Kelley Robinson, president of the Human Rights Campaign, the largest LGBTQ+ organization in the country, noted in an interview with theGrio that despite potential action from the “extremist” Supreme Court, the Respect for Marriage Act still issues a “full repudiation” of the Defense of Marriage Act, which she says was “discriminatory and unconstitutional when it was signed into law.”

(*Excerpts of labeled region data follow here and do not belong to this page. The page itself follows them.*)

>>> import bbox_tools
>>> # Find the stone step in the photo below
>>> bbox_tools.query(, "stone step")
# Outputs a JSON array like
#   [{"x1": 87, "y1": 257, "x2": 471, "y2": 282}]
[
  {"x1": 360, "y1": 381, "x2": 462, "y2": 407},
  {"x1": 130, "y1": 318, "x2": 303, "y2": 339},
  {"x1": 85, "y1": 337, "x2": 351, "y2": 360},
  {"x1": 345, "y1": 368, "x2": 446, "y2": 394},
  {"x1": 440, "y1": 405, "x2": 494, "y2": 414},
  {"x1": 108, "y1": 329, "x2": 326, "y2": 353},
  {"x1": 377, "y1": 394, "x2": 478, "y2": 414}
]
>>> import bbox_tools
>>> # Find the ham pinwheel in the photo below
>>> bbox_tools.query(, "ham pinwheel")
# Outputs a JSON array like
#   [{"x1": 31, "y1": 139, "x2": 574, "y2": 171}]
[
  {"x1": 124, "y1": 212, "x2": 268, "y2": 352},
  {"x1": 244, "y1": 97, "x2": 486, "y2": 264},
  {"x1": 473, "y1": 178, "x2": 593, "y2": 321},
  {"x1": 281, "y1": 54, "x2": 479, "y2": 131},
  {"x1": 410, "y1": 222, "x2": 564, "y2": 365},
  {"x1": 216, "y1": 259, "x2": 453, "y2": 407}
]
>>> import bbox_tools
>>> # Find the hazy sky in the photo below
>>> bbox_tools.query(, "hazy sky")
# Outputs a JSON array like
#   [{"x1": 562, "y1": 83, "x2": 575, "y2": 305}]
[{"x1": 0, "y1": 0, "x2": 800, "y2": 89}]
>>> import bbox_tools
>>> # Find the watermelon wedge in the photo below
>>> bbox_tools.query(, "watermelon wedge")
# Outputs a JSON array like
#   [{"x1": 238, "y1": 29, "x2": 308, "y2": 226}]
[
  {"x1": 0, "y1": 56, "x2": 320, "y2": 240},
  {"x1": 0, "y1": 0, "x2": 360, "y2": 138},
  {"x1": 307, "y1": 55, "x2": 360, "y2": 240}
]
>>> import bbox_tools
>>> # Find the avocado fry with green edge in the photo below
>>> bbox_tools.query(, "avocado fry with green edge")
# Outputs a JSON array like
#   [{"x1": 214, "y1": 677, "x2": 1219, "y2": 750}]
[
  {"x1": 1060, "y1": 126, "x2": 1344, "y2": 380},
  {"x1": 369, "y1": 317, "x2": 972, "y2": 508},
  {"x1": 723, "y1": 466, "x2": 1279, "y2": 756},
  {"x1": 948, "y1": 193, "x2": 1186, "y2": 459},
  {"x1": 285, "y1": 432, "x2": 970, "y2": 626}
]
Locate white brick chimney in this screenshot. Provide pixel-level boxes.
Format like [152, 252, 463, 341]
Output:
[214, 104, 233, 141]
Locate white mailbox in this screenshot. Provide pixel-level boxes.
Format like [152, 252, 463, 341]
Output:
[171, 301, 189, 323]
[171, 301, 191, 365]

Demonstrators in favor of LGBT rights rally outside the US Supreme Court in Washington, D.C, October 8, 2019, as the Court holds oral arguments in three cases dealing with workplace discrimination based on sexual orientation. (Photo by SAUL LOEB/AFP via Getty Images)

The law also ensures that every legally married person will get access to the full range of federal benefits. “That’s everything from being able to see your partner in the hospital when they’re sick to being safe and secure in retirement, to the benefits to build a family that you want,” noted Robinson.

She added, “It ensures that if you are legally married in a state … [and] you move to another state … [your] marriage remains valid.”

In his remarks at the signing ceremony, President Biden acknowledged that there’s still more to be done to protect LGBTQ+ Americans. He called on the need for Congress to also pass the Equality Act, which would enshrine federal protections against discrimination based on sexual orientation and gender identity.

“There’s so much more work to be done to ensure that we’re eliminating discrimination that’s legalized in our laws across the country,” said Robinson of HRC. “So the [Respect for Marriage Act] is a really important step, but it definitely doesn’t finish our fight toward freedom and equality.”